También podrán cobrarla los hijos mayores de 21 años que tengan reconocida la Gran Invalidez. En este caso, además de no poder trabajar, necesitan la ayuda de otra persona para realizar las tareas cotidianas del día a día.
Para verlo de forma más clara, estas son las situaciones principales:
| Situación del huérfano | Límite para cobrar la pensión |
|---|---|
| Menor de 21 años | Puede cobrar la pensión de orfandad |
| Hasta 25 años sin trabajo o con ingresos inferiores al SMI | Puede mantener la prestación |
| Con incapacidad permanente absoluta | Puede cobrarla de por vida |
| Con Gran Invalidez | Puede cobrarla de por vida |
Por tanto, la pensión de orfandad puede extenderse durante más de 20, 30 o incluso 40 años si se mantiene la incapacidad permanente absoluta o la Gran Invalidez.
Cómo se calcula la cuantía y qué plazo conviene respetar
La cuantía de la pensión de orfandad se calcula aplicando un porcentaje del 20% a la base reguladora correspondiente.
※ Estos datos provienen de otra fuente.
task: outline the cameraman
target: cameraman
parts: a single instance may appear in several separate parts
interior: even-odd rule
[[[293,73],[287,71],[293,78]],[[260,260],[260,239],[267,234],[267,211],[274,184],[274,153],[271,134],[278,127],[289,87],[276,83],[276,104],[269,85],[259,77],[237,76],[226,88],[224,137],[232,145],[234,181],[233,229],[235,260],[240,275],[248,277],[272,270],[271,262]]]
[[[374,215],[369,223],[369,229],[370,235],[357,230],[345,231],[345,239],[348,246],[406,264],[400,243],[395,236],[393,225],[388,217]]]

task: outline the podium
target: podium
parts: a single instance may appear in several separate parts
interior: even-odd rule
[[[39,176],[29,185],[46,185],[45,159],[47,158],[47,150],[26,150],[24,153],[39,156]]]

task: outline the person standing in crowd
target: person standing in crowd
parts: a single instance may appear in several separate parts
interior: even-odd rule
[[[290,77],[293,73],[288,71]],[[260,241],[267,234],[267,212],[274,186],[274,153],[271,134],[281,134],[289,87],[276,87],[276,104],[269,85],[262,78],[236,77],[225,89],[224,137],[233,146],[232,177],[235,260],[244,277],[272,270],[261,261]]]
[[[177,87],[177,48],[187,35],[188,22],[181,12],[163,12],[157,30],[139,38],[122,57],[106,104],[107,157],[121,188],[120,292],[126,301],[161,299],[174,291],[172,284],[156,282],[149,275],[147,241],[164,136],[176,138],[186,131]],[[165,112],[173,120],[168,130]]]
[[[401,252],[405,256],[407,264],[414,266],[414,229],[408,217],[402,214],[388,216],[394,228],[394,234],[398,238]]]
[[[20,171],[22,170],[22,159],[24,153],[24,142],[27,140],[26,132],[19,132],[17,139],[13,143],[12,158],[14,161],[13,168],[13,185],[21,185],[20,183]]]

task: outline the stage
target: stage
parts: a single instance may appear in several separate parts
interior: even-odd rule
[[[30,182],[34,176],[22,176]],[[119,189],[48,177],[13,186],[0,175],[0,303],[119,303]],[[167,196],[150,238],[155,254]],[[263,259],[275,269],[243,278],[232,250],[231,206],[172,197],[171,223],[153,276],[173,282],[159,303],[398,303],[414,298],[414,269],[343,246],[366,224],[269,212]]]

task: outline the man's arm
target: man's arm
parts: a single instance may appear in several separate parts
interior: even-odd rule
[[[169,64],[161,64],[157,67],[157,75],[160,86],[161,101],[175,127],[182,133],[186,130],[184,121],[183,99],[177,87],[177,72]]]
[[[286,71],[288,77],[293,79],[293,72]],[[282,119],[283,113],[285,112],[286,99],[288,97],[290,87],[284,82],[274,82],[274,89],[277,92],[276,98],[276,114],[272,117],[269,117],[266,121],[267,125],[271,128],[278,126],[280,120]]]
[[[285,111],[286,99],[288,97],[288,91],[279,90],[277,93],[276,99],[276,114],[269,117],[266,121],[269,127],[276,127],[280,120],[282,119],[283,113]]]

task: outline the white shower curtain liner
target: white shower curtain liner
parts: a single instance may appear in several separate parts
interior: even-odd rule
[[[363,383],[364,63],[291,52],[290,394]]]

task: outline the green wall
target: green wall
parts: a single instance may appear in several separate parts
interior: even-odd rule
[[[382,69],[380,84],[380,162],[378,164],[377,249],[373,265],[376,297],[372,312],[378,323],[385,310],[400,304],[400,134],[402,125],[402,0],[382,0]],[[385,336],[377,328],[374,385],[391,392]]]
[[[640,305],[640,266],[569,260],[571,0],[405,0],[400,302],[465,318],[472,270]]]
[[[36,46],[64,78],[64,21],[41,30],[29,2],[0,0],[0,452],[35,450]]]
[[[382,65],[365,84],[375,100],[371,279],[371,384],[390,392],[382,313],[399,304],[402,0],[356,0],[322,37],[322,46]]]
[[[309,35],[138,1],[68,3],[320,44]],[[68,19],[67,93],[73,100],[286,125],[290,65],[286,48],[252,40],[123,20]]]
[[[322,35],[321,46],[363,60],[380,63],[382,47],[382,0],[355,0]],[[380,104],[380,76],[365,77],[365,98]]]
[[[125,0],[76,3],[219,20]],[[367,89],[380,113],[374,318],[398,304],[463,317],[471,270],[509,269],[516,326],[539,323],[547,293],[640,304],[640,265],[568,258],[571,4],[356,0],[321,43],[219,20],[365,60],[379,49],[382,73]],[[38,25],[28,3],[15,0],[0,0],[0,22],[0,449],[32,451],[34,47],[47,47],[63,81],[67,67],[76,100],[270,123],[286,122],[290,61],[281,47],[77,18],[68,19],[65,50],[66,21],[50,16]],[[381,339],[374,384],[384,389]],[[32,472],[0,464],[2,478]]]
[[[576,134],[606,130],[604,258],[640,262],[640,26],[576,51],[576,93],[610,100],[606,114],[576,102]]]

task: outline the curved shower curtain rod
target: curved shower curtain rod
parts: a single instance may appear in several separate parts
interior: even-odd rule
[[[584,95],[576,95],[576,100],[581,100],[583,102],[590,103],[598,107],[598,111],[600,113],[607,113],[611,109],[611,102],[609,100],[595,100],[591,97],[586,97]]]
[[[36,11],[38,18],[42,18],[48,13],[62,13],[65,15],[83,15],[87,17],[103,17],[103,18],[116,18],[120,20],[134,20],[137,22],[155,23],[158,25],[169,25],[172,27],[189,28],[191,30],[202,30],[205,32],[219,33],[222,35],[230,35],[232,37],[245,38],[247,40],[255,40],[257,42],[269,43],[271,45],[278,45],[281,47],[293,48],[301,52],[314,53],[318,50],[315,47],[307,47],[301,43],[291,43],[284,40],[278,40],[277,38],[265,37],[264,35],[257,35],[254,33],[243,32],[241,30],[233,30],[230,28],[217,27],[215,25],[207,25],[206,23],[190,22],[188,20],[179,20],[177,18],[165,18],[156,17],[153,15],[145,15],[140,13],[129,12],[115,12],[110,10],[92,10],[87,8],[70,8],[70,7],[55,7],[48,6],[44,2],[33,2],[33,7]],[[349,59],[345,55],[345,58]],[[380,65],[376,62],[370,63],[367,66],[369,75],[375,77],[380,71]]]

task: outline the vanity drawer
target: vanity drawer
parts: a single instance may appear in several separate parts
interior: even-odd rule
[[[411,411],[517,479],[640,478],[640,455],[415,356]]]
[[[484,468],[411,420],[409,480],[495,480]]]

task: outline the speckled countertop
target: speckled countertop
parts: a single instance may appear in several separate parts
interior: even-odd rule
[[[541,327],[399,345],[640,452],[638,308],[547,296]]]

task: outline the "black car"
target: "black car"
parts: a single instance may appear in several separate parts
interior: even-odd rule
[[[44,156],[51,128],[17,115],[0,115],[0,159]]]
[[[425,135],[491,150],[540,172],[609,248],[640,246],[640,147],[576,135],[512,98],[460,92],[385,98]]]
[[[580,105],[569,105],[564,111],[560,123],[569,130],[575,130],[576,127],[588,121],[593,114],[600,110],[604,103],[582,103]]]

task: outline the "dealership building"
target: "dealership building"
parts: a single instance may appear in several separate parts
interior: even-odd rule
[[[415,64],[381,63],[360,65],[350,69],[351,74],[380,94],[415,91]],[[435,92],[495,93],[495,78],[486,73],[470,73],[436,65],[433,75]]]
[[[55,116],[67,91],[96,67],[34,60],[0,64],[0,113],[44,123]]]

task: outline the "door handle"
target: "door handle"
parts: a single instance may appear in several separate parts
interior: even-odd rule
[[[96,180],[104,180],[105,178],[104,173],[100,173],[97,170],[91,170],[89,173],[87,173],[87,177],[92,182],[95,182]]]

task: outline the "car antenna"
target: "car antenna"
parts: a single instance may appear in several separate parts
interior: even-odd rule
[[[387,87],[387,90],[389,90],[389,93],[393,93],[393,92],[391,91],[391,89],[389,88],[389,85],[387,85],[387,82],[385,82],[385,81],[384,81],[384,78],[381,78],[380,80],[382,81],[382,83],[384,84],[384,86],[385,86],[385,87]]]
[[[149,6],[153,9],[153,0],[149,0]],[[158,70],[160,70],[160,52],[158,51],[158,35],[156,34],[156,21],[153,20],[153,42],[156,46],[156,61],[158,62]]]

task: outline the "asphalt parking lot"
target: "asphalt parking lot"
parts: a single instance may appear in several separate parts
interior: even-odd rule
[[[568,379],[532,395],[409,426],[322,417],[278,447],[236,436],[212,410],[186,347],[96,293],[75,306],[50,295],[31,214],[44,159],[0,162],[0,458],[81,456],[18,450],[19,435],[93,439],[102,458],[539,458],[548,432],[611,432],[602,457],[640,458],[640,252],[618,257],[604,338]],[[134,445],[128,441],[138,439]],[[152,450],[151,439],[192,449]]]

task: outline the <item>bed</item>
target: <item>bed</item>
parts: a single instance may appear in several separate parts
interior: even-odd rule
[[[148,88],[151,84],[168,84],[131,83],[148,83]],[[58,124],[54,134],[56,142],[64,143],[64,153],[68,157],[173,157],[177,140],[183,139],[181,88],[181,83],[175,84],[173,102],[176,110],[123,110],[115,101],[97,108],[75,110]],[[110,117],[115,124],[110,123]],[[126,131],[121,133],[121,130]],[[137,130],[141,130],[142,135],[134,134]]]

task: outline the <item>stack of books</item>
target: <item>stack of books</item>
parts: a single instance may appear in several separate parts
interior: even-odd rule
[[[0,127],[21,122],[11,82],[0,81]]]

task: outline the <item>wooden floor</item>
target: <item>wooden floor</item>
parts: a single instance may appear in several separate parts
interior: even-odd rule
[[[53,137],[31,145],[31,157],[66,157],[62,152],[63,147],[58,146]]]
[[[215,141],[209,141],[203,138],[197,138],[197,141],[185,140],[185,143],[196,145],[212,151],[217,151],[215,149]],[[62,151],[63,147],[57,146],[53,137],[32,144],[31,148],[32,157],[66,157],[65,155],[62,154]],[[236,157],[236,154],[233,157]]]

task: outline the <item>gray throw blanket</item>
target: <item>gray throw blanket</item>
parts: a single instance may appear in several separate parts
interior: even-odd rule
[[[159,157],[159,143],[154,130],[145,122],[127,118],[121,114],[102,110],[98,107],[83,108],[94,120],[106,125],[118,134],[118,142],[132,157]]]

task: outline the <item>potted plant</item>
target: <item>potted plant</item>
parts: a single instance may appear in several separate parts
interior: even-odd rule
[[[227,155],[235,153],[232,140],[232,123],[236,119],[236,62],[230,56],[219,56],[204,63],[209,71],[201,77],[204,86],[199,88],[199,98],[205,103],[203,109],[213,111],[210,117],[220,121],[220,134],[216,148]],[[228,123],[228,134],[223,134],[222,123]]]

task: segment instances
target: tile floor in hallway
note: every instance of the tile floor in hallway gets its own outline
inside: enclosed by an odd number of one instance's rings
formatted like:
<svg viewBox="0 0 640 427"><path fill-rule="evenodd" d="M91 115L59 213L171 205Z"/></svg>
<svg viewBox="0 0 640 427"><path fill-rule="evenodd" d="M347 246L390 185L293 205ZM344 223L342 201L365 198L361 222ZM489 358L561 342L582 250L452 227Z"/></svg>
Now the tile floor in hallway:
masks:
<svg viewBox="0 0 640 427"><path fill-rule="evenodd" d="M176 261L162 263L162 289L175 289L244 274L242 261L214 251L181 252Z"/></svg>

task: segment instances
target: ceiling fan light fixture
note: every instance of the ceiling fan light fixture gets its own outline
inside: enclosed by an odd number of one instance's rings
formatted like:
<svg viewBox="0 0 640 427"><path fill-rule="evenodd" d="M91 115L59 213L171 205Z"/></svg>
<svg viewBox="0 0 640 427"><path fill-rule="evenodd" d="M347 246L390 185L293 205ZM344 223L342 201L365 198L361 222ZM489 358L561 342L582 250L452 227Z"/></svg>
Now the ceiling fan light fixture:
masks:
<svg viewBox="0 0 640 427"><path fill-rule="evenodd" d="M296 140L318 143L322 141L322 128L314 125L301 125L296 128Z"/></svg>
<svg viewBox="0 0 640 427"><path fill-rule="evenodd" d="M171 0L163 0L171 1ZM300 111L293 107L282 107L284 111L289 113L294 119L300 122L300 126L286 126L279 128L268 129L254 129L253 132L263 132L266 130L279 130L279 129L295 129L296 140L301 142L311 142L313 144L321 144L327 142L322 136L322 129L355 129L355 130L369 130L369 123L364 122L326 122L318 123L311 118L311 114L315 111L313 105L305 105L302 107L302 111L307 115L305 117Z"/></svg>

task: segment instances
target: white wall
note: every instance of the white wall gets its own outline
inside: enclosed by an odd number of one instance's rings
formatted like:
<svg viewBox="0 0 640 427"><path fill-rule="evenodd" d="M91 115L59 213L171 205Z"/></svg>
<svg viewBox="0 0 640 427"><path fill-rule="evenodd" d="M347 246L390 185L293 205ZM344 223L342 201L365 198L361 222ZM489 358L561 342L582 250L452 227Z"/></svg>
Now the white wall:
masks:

Esta base puede variar según la situación laboral de la persona fallecida en la fecha del fallecimiento y según la causa que determine la muerte.
Además, hay un detalle importante que no conviene dejar pasar: el plazo de solicitud. Ojo con esto, porque puede afectar directamente al dinero que se cobre.
Lo más recomendable es presentar la solicitud en los tres meses posteriores al fallecimiento del progenitor. Si se hace fuera de ese plazo, la pensión solo se abonará con una retroactividad máxima de tres meses.
Las claves son las siguientes:
- Si se solicita dentro de los tres meses, se abonará desde el día siguiente al hecho causante cuando el fallecido estuviera en alta, situación asimilada al alta o no alta.
- Si la persona fallecida era pensionista, se pagará desde el primer día del mes siguiente al hecho causante.
- Si se solicita más tarde, la retroactividad máxima será de tres meses.
En consecuencia, actuar dentro de plazo puede marcar la diferencia. ¿Quién quiere perder meses de prestación por no presentar la solicitud a tiempo?
Por último, si el beneficiario es mayor de 21 años y mantiene la pensión de orfandad por tener reconocida una incapacidad permanente absoluta o Gran Invalidez, la prestación se extinguirá si cesa dicha incapacidad.